Data transform, where should it be done?

We’re facing a significant challenge with a dataset of 135 million objects, requiring numerous transformations like filtering and adding new columns. We’re contemplating the best approach:

  1. Performing transformations in the data lineage with PySpark, although this may result in loss of some pure data along the way.
  2. Using Quiver, although materialization doesn’t allow for column name changes.
  3. Leveraging TypeScript functions and integrating them into Workshop.
    Any insights or recommendations on the most effective method would be greatly appreciated.

You’ll need to provide more details for us to offer a helpful response:

  • What is the scenario in which you would lose data with Python Transforms? This isn’t self-evident.
  • In what context do you need to change column names? Is this for display purposes only? Or are you seeking to change column names in either the backing dataset or the object type?
  • What is the workflow you’re trying to enable here?

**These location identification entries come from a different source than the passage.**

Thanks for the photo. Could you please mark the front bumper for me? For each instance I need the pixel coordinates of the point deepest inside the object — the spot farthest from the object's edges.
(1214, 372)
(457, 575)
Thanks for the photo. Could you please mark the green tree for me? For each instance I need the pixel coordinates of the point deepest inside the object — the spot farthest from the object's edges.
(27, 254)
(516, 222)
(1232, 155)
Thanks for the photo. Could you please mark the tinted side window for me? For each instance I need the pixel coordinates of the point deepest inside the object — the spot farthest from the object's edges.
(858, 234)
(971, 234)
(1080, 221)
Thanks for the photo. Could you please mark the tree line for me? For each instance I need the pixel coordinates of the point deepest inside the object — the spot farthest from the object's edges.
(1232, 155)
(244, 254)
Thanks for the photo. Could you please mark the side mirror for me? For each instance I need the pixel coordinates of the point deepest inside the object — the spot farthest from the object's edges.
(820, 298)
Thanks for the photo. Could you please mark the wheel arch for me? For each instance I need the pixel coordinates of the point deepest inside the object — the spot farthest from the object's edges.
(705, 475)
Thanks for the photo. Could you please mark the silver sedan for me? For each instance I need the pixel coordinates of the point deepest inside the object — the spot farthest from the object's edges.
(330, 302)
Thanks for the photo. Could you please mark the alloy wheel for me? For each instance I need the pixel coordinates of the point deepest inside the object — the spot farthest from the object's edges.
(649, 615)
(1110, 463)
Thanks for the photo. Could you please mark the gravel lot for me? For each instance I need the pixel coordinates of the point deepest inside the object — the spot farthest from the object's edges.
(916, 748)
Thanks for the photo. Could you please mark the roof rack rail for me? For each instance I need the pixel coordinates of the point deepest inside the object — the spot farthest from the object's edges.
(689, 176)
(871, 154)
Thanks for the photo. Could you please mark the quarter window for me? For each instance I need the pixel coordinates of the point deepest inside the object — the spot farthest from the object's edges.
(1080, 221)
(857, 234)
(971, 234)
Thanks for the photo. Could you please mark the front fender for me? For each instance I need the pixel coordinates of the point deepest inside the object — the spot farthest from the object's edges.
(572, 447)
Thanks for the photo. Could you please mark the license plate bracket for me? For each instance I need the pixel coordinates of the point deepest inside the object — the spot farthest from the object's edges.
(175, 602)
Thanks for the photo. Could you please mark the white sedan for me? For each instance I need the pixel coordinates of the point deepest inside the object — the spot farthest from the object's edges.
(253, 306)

Taylor, Iw I’ll keep it simple. In financial reporting we make a lot of use of Pivot tables these do not show the full reportage because of ‘computational limitations’. Can this limitation be solved by turning on more CPUs, or do I need tighter filtering.

Well, Contour has pivot tables and those scale quite well, so perhaps those would work. But again, it’s hard to be helpful without more details.

There’s no “turn on more CPUs” for Quiver, Functions, etc. That does apply to Code Workspaces or Lightweight Transforms, but it sounds like you’re not using either of those today.